While large-scale trafficking cases relate to armed conflict situations, the clear majority of intentional deaths through firearms occur in non-conflict settings from criminal activities (Global Burden of Violence, 2015). According to criminological research conducted by UNODC (2015), an important source of illicit trafficking in firearms occurs on a small scale and involves unsophisticated methods, such as a few handguns being smuggled across a border often by car or in buses, with a low number of actors involved.
One good example of this small-scale traffic is the ' ant' trade from the United States to Mexico, where thousands of weapons are trafficked daily across the US-Mexican border through the ant trade modality. Although mostly carried out by individuals who traffic smaller amounts mostly in cars and buses, most of the arms end up in the hands of organized crime groups and drug trafficking cartels on the other side of the border. In fact, according to several studies, most of the guns recovered and identified from Mexican crime scenes are traceable to gun dealers in the United States (Chappell, 2016; Salcedo-Albarán and Santos, 2017).

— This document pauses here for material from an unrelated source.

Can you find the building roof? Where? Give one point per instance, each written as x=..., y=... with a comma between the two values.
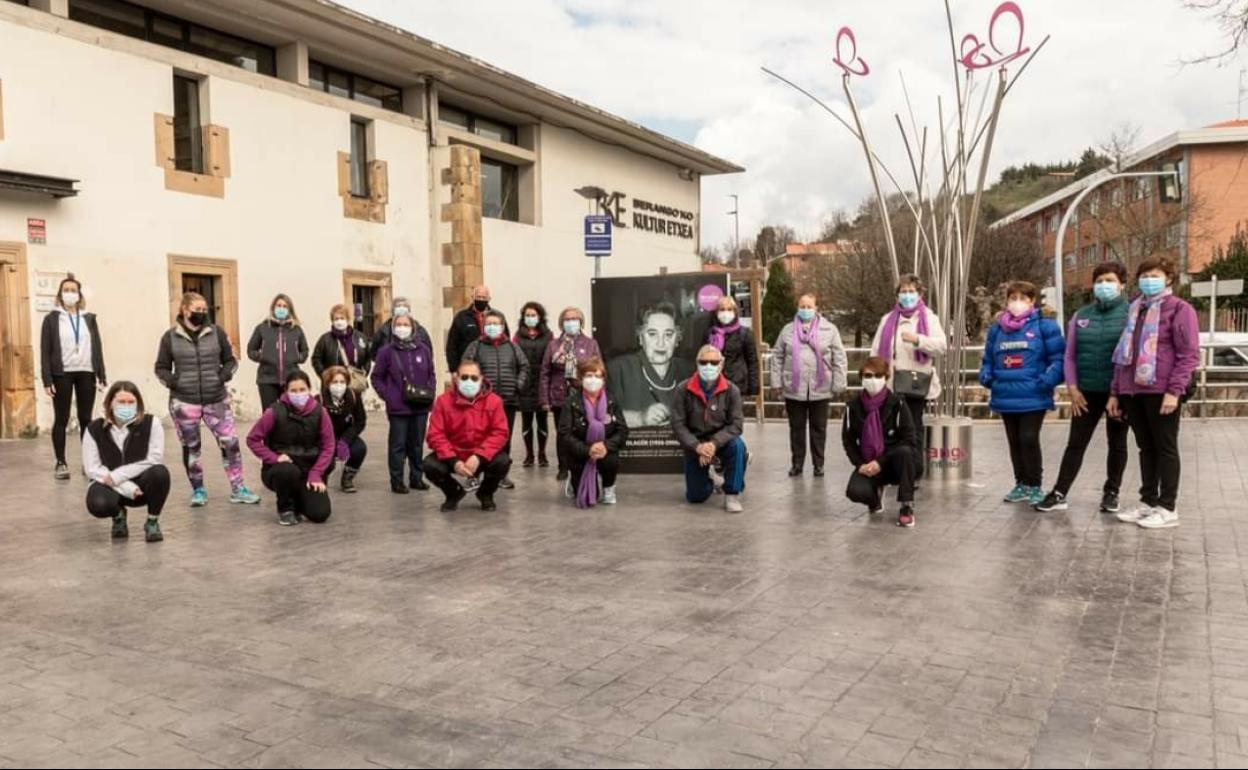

This situation is, on the one hand, the result of powerful drug trafficking cartels operating in Mexico being in charge of purchasing drugs from the major drug producing countries in the Southern hemisphere, and their onward trafficking and distribution in the streets of the United States. On the other, it results from the disparity in firearms control regimes between these two neighboring countries. In Mexico, for example, the Army is the only legal and authorized gun seller. Criminals and unauthorized persons have to manufacture firearms, purchase them illegally on the black market, or traffic them directly from the United States. In contrast, in 2015, the United States accounted for about 8,827 licensed gun dealers, and this was only in the southern states of Arizona, Texas, New Mexico and California (Garrett, 2015; Salcedo-Albarán and Santos, 2017).
Similar patterns of firearms trafficking in small numbers are evident in the Western Balkan countries. Data from several court cases reveal the modus operandi of local traffickers being the use of vehicles with purposely-designed concealed compartments for moving a number of firearms across the border without authorization. For example, in the period of August-November 2017, one citizen of Bosnia and Herzegovina (BiH) travelled three times to Italy using two different vehicles, and delivered four automatic rifles to Napoli (Case No. S12K02516817Ko, 2017). Similarly, in a joint operation between Serbian authorities and law enforcement agencies from BiH, a citizen of BiH was arrested in Serbia on 11 th April 2010 in possession of two " Uzi" automatic rifles found in his car (Case No. S12K00383510Ko, 2010). In both cases, the purpose of the traffickers was to obtain material gains from their activities by selling illegal firearms to members of the criminal world.
Liberal firearms control regimes governing the civilian ownership, possession and sale of firearms on one side, and stiff and restrictive, although not well enforced, firearms control regimes on the other side, can contribute to the illicit demand and supply for these weapons.